Re: RAID 6 Not Mounting (Block device is empty)

Phil Turmel <philip@xxxxxxxxxx> · Sat, 7 Nov 2015 13:49:02 -0500

On 11/07/2015 12:05 PM, Francisco Parada wrote:
> Hello,
> 
> I’m not sure if this is the right way to go about it, so let me give
> you my story.  I had a 7 x 3TB RAID array (12TB in total), 6 drives
> in the array and 1 spare that was also part of the array but simply a
> spare waiting at the ready in case of a drive failure, is what I had
> running before my array broke.  I added two new arrays to my system
> last night, in order to back up my current RAID 6.  The first array
> was a 3 x 3TB RAID 0, for a total of 9TB.  Then a 2 x 1TB RAID 0
> array, for a total of 2TB.  9+2 = 11 and although I’m 1TB shy, I knew
> I had a bunch of crap and redundancy to get rid of, I just really
> needed a solid backup after I was going to clean up.

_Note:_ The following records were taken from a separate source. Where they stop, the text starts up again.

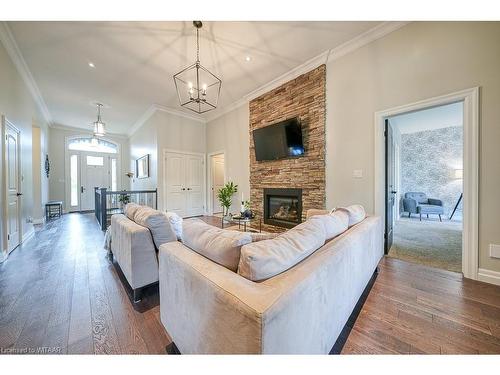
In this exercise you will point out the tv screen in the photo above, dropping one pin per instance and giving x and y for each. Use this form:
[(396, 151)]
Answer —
[(278, 141)]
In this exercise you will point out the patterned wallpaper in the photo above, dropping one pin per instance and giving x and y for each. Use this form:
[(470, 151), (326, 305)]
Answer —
[(428, 161)]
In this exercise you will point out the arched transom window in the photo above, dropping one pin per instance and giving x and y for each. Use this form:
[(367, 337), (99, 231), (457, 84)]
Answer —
[(92, 144)]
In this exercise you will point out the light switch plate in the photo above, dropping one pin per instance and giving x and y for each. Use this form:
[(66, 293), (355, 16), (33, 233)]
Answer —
[(357, 173), (494, 251)]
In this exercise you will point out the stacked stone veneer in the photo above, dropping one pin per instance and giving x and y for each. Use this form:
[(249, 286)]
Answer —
[(303, 97)]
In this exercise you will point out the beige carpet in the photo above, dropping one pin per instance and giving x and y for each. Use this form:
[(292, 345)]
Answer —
[(428, 242)]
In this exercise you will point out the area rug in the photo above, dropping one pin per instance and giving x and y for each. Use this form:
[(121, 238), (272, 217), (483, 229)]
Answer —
[(428, 242)]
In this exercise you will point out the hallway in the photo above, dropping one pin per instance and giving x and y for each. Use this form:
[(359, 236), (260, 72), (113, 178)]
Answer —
[(60, 291)]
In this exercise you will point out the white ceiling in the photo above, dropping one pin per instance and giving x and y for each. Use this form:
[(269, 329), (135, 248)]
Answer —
[(429, 119), (135, 61)]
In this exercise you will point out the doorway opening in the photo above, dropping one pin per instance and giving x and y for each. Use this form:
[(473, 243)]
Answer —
[(12, 232), (424, 185), (91, 162), (217, 180)]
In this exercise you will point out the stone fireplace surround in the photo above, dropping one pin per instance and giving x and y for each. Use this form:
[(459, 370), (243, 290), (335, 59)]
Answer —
[(302, 97), (283, 207)]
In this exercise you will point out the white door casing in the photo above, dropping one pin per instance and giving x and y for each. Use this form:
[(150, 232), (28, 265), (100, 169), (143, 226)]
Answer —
[(218, 178), (470, 98), (92, 175), (86, 200), (184, 183), (12, 178), (174, 183), (194, 185)]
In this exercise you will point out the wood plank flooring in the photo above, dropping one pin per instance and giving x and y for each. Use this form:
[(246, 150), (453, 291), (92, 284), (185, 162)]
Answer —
[(60, 293)]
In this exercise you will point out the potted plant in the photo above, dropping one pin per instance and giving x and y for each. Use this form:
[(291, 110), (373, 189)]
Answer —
[(124, 199), (225, 197)]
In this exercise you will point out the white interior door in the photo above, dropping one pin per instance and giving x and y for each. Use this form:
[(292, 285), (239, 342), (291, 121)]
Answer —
[(12, 184), (174, 183), (194, 185), (218, 178), (184, 183), (94, 173)]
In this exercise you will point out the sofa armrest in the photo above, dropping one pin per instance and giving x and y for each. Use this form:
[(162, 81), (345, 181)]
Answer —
[(410, 205), (207, 308), (435, 202)]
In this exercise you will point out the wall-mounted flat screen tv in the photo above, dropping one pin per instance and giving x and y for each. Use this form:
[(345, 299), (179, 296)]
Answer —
[(279, 141)]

Yes, this is the right way to go about it.  Missed just a few items that
would help.  Good report.

> After creating the new arrays, I started transferring from my 12TB
> array, 2TB worth of data to the 2TB RAID 0 array.  At some point
> during the transfer, rsync complained of an I/O error.  It seemed to
> have transferred 500GB worth of data before this mishap.  The
> following morning, I noticed that error, and saw that I couldn’t
> mount my 12TB array anymore.  Mind you, I didn’t touch this original
> array, but I think what happened was that the I/O error blew 2 of my
> drives.
> 
> What I’m thinking of doing is the following, but I’m just looking for
> some advice in case I’m missing anything:
> 
> sudo mdadm create --assume-clean --level=6 --raid-devices=7 --size=2930135040 /dev/md127 /dev/sde /dev/sdf /dev/sdg /dev/sdh missing
missing /dev/sdd

Absolutely not!

Your array went from running to dead in minutes, so the variation of
event counts doesn't matter that much.  You should forcibly re-assemble
with all devices.

However, before you do *anything*, you need to figure out why so many
devices were ejected from your array.  Was it a controller glitch?  A
power supply failure?  Or, most likely, Unrecoverable Read Errors being
exposed by your first-ever backup, combined with timeout mismatch?

Any attempt to reassemble/recreate/recovery will simply blow up again if
the root cause isn't addressed.

In your next reply, please paste:

1) the dmesg from the time around the event, +/- a few minutes.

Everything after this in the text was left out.